Akira Kurosawa’s Dreams
Akira Kurosawa, known for films such as Seven Samurai and Ikiru, to name just two of his diverse film output, produced, very late in his filmography, Akira Kurosawa’s Dreams, a feature length portmanteau movie comprised of short films, each offering some image of nature and human relations to it. Village of the Watermills and Mount Fuji in Red (Akira Kurosawa, 1990) provide two contrasting examples, seeing nature as a source of peace and nature as a source of terror. Kurosawa had established himself as a key figure in post World War Two Japanese cinema, charting the tensions of ancient and modern. Where Mount Fuji in Red is horrific (describing the moment when a nuclear power plant becomes an inferno throwing out deadly chemicals and fireballs from behind Mount Fuji.), Village of the Watermills is a serene and placid ‘prayer’ to the act of living in harmony with nature and its rhythms.
The New World
One of the films widely considered an achievement of recent popular American film has been The New World, written and directed by Terrence Malick.
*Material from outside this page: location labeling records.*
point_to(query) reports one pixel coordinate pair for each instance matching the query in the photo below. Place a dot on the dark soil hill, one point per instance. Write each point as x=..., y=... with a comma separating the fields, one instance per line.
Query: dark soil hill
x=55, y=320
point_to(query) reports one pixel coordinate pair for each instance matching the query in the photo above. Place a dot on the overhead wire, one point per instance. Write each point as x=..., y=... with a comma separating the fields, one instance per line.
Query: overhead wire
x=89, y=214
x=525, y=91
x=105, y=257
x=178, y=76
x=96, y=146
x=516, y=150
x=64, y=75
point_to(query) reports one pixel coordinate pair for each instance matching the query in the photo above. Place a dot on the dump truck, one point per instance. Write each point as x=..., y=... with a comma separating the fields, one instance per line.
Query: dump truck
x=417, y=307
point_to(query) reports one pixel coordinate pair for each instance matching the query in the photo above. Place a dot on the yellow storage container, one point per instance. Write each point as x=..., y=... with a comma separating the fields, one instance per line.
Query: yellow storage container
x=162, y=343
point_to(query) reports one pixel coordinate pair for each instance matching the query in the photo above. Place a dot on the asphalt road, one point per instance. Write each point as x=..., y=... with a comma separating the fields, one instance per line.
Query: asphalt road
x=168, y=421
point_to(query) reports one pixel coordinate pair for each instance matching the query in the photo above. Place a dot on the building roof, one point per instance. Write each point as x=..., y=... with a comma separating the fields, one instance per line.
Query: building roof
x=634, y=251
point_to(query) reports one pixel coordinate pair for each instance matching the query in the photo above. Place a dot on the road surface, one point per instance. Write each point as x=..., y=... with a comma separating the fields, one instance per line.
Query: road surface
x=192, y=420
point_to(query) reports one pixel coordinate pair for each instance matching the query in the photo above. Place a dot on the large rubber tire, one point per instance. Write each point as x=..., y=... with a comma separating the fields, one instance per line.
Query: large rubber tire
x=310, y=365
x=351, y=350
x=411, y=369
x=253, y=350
Malick’s handful of films explore ways of picturing nature and connecting it to human behaviour. The New World explores this in a particularly overt way. Indeed, Malick’s mode connects his work, I think, to the American literary and visual movement of Transcendentalism. His is popular filmmaking that works towards fracturing the narrative expectations of what we’re so familiar with. In Malick’s war film The Thin Red Line (1998) the opening words that we hear are “What’s this war at the heart of nature ?” It’s a direct effort to use the concreteness of film to get at the more gossamer aspects of our emotional lives.
Picnic At Hanging Rock
Picnic at Hanging Rock is considered an Australian classic, exploring the tensions between what we might consider ‘real’ Australia and an imported European tradition of genteel ‘civilisation’. Nature becomes a place to be feared, totally bound up in mystery and a sense of dream. The film’s opening images are static, showing views of the Australian wilderness and specifically of Hanging Rock. The first ‘moving image’ we see is of tall grass in the foreground from which the camera tilts up to reveal a European- looking mansion. On the soundtrack lines from Edgar Allan Poe are spoken “ What we see and what we seem are a dream.” Picnic is the most delicately realised horror film you can imagine. As one of the film’s character says of the titular location: “I never thought it would be so nasty or I wouldn’t have come.”
Endnote
I haven’t walked the woods of Wimbledon Common in a while but I still make sure to visit the woods near where I now live. In these walks, the sunlight flickers through the trees just as light flickers through film whipping across a projector’s lens.